7. Sua forte ênfase na interpretação literal da Escritura esquece que essa mesma Escritura freqüentemente interpreta outras partes da Escritura em uma forma espiritual, não literal. Assim por exemplo, quando Amós 9:11-12 fala de que "tornarei a levantar o tabernáculo caído de Davi"; Tiago, em Atos 15:15-20, nos diz que esta profecia se cumpriu não com a restauração terrena de Israel, mas na incorporação dos gentios na Igreja. Quando Deus promete a Davi que "confirmarei o trono do seu reino para sempre" (2 Samuel 7:13), encontramos o cumprimento desta promessa, não na restauração terrena do trono de Davi, mas na vinda de Cristo, "da descendência de Davi segundo a carne" (Romanos 1:3;Atos 2:29-32).

8. Os dispensacionalistas esquecem que, segundo o Novo Testamento, a igreja é o "novo Israel" (Romanos 9:6; Gálatas 6:16), "judeu" (Romanos 2:28-29), "descendência de Abraão" (Gálatas 3:29), "Sião" (1 Pedro 2:6;Atos 12:22). Os que foram lavados no sangue de Cristo se converteram nas novas "doze tribos" (Tiago 1:1), "os estrangeiros dispersos" entre as nações (1 Pedro 1:1).

9. O dispensacionalismo, com sua marcada distinção entre lei e graça, lança fora a permanência da graça e a permanência da lei.

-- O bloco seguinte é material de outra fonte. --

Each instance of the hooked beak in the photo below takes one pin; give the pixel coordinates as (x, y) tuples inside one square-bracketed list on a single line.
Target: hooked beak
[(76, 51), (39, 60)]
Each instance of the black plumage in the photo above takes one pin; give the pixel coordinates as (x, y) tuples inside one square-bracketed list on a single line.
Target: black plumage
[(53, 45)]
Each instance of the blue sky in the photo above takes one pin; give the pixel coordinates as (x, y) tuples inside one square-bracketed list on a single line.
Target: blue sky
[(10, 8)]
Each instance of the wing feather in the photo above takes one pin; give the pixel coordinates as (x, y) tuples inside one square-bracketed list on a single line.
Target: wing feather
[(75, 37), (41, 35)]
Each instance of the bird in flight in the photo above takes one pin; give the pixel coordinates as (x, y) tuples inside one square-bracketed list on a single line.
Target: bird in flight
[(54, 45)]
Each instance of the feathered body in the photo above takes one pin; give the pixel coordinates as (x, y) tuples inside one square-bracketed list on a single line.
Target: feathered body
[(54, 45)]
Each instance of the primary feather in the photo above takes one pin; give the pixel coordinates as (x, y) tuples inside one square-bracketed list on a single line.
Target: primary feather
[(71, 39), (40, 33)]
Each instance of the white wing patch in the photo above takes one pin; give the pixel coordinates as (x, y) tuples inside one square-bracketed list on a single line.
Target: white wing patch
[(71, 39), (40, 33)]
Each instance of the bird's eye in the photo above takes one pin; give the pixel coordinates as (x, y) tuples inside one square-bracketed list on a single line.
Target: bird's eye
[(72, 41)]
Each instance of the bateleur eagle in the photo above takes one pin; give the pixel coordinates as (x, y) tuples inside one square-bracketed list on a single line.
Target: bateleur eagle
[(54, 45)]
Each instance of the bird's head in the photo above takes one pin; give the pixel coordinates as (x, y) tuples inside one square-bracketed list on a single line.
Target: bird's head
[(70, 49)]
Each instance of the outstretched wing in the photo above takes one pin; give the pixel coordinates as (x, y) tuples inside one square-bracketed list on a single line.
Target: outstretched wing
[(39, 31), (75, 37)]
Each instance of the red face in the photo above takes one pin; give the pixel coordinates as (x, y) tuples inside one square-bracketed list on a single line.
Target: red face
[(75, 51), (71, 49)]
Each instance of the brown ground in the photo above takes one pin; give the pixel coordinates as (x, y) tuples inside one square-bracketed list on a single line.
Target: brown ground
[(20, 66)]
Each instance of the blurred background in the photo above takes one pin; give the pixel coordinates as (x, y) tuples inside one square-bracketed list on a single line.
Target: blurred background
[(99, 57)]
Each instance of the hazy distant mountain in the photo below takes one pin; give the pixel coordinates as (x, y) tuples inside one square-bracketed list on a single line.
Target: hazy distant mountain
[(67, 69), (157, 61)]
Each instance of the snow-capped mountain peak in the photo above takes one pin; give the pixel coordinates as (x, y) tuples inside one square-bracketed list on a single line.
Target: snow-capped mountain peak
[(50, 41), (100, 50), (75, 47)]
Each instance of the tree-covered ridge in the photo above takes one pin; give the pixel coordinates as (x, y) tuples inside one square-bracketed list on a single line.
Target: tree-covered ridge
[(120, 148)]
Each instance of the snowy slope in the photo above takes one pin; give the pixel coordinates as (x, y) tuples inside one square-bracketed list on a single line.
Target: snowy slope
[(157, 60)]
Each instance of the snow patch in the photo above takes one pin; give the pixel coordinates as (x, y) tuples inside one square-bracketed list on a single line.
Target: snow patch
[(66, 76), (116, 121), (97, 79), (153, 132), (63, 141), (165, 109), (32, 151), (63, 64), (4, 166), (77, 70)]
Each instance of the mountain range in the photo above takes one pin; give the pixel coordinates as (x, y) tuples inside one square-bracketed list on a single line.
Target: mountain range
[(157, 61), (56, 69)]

Quase implica que no Antigo Testamento as pessoas se salvavam pela obediência à lei, e claramente faz caso omisso da revelação da graça soberana de Deus já no tempo de Adão, quando este necessitou dela (Gênesis 3:15). O dividir da Bíblia em sete dispensações contribui para que muitos negligenciem a unidade do caminho da salvação estabelecido por Deus por graça através da fé (Atos 11:1).

10. O dispensacionalismo enfatiza em excesso a idéia do reino de Deus como exclusivamente futuro e com isso ignora o fato de que o reino de Deus também está presente em Cristo (Mateus 12:28;Lucas 17:21). Em lugar de ver o reino como centrado em Cristo (Atos 28:23,31), eles têm suposto erroneamente com os primeiros discípulos que o reino estava centrado em Israel (Atos 1:6).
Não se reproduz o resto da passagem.